Si, la penso proprio così. Se ci fai caso in entrambi i film, e in particolar modo in Fingernails, non c’è nessun personaggio che possa essere considerato un “antagonista” o un esempio negativo. L’unico “villain” presente in queste narrazioni è la società, che ci costringe ad assumere atteggiamenti generici, diabolicamente omologati, che hanno il risultato di portare l’individuo a perdere la propria individualità. Per colpa della società, stiamo diventando non semplicemente dei robot, ma degli esseri che vivono in un modo sempre più meccanico, costretti ad abbandonare forzatamente alcune emozioni. Quindi si, è proprio questo che ho cercato di comunicare in entrambi i miei film.

 

Questo ci porta ad un’altra questione, relativa ai tuoi esordi. In passato hai infatti lavorato come aiuto regista di Lanthimos in Dogtooth. E a me sembra che il cinismo sferzante che attraversa trasversalmente il mondo di Fingernails – oltre alla predisposizione delle sue istituzioni a controllare la sfera sentimentale del cittadino – siano parzialmente mutuate da un altro film di Lanthimos, cioè The Lobster. Quanto questo film ti ha ispirato nel definire l’universo allegorico di Fingernails?

Se devo essere onesto, non mi sono ispirato a The Lobster. Per quanto lo abbia apprezzato, io credo che opere come Se mi lasci ti cancello o The Truman Show abbiano influenzato molto di più il modo in cui ho creato il mondo del film. Alla fine entrambe le opere parlano d’amore, che per me equivale all’analisi delle relazioni sentimentali, ma lo fanno a mio avviso secondo una prospettiva differente.

 

C’è però un altro elemento che accomuna Fingernails a The Lobster, ed è di natura produttiva: entrambi infatti segnano il debutto in lingua inglese di un regista greco. Pensi che il grande successo del film abbia convinto sempre più produttori hollywoodiani ad investire su una nuova generazione di cineasti ellenici?

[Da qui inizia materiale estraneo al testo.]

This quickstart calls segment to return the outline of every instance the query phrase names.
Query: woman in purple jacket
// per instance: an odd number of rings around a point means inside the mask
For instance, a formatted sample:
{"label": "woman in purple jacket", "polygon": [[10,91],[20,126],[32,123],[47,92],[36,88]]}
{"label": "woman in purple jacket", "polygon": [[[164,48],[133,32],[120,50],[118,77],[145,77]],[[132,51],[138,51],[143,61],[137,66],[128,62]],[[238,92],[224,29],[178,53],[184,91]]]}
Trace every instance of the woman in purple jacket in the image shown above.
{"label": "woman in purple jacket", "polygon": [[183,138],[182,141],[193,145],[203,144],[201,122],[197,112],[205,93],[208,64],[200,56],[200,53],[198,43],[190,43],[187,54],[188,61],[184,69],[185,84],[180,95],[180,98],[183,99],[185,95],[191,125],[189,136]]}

Sinceramente, non ho una chiara idea a riguardo. Sicuramente questa transizione non si è verificata nell’immediato, dal momento che The Lobster è uscito ormai 8 anni fa e i risultati si sarebbero dovuti vedere già in maniera considerevole. Però ha sicuramente gettato luce sul lavoro di molti filmmaker greci, i cui film stanno acquisendo sempre maggiore visibilità agli occhi dei produttori internazionali, anche grazie all’esposizione che i festival cinematografici stanno assicurando loro nell’ultimo periodo. Ma al tempo stesso bisogna comunque considerare che non sono stati molti i registi che hanno avuto la possibilità di fare questo specifico salto di paradigma.

 

Da questo punto di vista, ti consideri un outsider o una sorta di “anomalia” nel panorama cinematografico della Grecia?

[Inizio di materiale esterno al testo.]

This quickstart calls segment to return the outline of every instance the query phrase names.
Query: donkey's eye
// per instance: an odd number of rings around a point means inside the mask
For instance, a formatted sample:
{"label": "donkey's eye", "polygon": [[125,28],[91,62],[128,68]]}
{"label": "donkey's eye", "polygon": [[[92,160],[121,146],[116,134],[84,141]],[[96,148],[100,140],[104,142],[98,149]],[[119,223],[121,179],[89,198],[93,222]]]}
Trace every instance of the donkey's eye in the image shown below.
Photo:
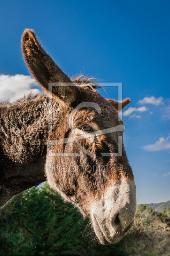
{"label": "donkey's eye", "polygon": [[92,131],[92,127],[90,125],[84,125],[81,127],[81,129],[85,132],[90,132]]}

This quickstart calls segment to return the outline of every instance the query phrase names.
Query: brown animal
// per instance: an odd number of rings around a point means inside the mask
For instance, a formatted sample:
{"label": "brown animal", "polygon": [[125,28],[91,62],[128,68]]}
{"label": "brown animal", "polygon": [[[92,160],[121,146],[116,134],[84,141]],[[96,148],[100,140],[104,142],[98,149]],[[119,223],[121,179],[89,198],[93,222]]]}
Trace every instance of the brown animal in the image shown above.
{"label": "brown animal", "polygon": [[[104,99],[89,78],[69,78],[33,30],[24,31],[22,49],[31,74],[45,91],[49,82],[63,84],[53,84],[49,96],[30,96],[0,105],[0,206],[47,180],[65,201],[90,218],[101,243],[116,243],[132,226],[136,206],[136,187],[123,143],[122,156],[115,154],[122,129],[98,132],[122,127],[118,102]],[[130,102],[123,100],[122,108]],[[85,107],[73,112],[83,102]],[[52,125],[48,133],[49,111]],[[63,154],[67,153],[67,156]],[[77,156],[69,156],[70,153]]]}

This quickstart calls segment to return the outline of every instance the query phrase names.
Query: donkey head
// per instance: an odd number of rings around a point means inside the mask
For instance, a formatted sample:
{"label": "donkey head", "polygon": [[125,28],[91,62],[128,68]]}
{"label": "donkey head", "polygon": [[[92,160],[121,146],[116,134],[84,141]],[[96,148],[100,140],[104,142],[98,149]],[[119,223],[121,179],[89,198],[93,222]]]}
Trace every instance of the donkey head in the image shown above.
{"label": "donkey head", "polygon": [[[101,243],[116,243],[132,226],[136,207],[119,103],[104,99],[85,79],[70,79],[43,48],[33,30],[24,31],[22,50],[31,74],[45,91],[48,83],[57,83],[50,87],[54,103],[52,128],[47,142],[48,182],[90,218]],[[123,108],[130,102],[127,99],[120,103]]]}

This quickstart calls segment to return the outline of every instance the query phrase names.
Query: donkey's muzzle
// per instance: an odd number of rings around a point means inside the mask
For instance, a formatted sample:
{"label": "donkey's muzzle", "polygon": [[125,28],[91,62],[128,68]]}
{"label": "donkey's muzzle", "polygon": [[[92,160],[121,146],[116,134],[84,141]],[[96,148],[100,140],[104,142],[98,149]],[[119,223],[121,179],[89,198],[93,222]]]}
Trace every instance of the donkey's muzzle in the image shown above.
{"label": "donkey's muzzle", "polygon": [[136,211],[136,190],[134,181],[118,181],[93,205],[94,229],[102,244],[118,242],[133,227]]}
{"label": "donkey's muzzle", "polygon": [[110,220],[106,218],[100,223],[94,216],[93,222],[94,229],[100,242],[105,244],[119,242],[133,227],[134,213],[132,216],[130,215],[132,218],[128,218],[128,221],[125,221],[124,215],[123,217],[121,214],[118,213],[112,217]]}

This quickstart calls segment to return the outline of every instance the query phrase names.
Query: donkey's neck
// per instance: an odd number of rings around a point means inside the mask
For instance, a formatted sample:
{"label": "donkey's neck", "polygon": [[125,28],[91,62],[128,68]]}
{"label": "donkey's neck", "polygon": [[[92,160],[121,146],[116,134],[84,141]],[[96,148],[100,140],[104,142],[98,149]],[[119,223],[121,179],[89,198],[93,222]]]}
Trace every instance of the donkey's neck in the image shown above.
{"label": "donkey's neck", "polygon": [[[56,122],[60,108],[55,106]],[[8,177],[30,175],[45,161],[48,98],[40,96],[0,106],[0,165]],[[53,113],[54,115],[54,113]]]}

In realtà non mi considero un “greco”, ma un essere umano. La verità è che mi è semplicemente capitato di nascere e crescere in Grecia. E già da tempo, a differenza di alcuni colleghi, cercavo di liberarmi dalle costrizioni economiche dell’industria greca e realizzare un film internazionale con un budget più ampio che mi consentisse di sognare in grande. Inoltre le mie storie hanno un registro perlopiù universale, e anche per questo motivo preferisco realizzare film in lingua inglese.

 

Questo salto di paradigma è stato possibile grazie all’intervento di Cate Blanchett, che figura tra i produttori del film. Come è nata la vostra collaborazione?

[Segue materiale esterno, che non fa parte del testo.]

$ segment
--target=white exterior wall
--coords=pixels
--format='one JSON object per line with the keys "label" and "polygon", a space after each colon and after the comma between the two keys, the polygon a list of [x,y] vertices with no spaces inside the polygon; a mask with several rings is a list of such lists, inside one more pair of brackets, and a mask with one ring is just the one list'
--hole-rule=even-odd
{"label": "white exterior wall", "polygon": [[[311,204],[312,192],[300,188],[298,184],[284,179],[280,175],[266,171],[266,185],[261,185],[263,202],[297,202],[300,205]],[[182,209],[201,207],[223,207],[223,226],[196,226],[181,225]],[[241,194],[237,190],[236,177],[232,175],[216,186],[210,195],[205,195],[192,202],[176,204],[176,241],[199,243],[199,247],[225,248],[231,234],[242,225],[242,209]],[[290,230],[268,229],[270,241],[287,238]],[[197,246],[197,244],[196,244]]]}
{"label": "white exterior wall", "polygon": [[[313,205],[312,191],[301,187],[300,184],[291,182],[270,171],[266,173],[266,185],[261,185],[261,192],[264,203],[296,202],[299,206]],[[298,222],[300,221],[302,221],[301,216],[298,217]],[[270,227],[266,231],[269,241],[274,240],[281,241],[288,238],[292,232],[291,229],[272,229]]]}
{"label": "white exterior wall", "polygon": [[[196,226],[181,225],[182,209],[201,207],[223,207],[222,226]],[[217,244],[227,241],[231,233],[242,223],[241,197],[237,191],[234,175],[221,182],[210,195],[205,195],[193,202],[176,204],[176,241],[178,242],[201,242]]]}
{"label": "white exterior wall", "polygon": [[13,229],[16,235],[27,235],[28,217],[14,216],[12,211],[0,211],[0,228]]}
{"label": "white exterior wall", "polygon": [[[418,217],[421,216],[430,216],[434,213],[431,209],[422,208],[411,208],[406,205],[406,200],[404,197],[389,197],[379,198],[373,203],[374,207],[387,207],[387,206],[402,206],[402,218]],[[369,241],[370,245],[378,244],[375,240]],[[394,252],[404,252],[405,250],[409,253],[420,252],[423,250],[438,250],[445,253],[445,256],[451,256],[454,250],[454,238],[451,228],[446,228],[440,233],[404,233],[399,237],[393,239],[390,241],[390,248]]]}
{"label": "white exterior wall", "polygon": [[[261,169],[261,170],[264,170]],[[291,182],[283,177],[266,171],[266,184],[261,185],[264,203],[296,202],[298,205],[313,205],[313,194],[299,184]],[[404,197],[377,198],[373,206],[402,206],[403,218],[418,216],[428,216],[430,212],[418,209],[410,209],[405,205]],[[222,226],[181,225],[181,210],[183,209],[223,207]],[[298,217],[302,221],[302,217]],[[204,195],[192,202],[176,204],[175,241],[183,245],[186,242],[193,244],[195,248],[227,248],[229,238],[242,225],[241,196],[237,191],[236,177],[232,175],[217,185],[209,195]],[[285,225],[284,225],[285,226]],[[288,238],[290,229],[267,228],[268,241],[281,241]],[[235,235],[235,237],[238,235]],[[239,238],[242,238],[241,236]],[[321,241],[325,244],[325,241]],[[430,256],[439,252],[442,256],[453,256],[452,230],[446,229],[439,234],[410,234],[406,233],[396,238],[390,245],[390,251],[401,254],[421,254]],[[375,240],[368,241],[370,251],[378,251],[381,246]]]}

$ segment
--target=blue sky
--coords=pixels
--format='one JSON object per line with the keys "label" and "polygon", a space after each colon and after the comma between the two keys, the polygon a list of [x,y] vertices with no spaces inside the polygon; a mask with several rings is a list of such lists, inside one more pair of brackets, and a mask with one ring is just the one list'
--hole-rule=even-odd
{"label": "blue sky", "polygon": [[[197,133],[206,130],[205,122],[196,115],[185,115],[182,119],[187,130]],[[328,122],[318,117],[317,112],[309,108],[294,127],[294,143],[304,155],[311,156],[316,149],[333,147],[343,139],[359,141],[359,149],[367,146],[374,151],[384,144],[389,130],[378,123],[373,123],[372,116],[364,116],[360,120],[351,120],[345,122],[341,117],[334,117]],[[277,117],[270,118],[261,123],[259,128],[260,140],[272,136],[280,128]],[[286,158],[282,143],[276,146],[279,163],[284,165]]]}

L’ho incontrata per la prima volta a Venezia nel 2020, in occasione della presentazione del mio primo film nella sezione Orizzonti. Da lì abbiamo iniziato a discutere di un possibile progetto futuro, ma anche di questioni più ampie relative alla vita. A quel punto mi ha chiesto se fossi interessato a farmi produrre un film da lei, e così è nato Fingernails. È stato tutto piuttosto veloce.

Per quanto riguarda il futuro prossimo, hai già in cantiere un nuovo progetto?

Si, siamo in una fase decisamente iniziale, ma posso dire che il film seguirà un gruppo di comparse che lavorano ad una serie di opere molto famose degli anni ’80. Parlerà di esistenza e di come queste persone cerchino di essere protagoniste nelle loro vite, anche in faccia alla loro natura di “comparse”.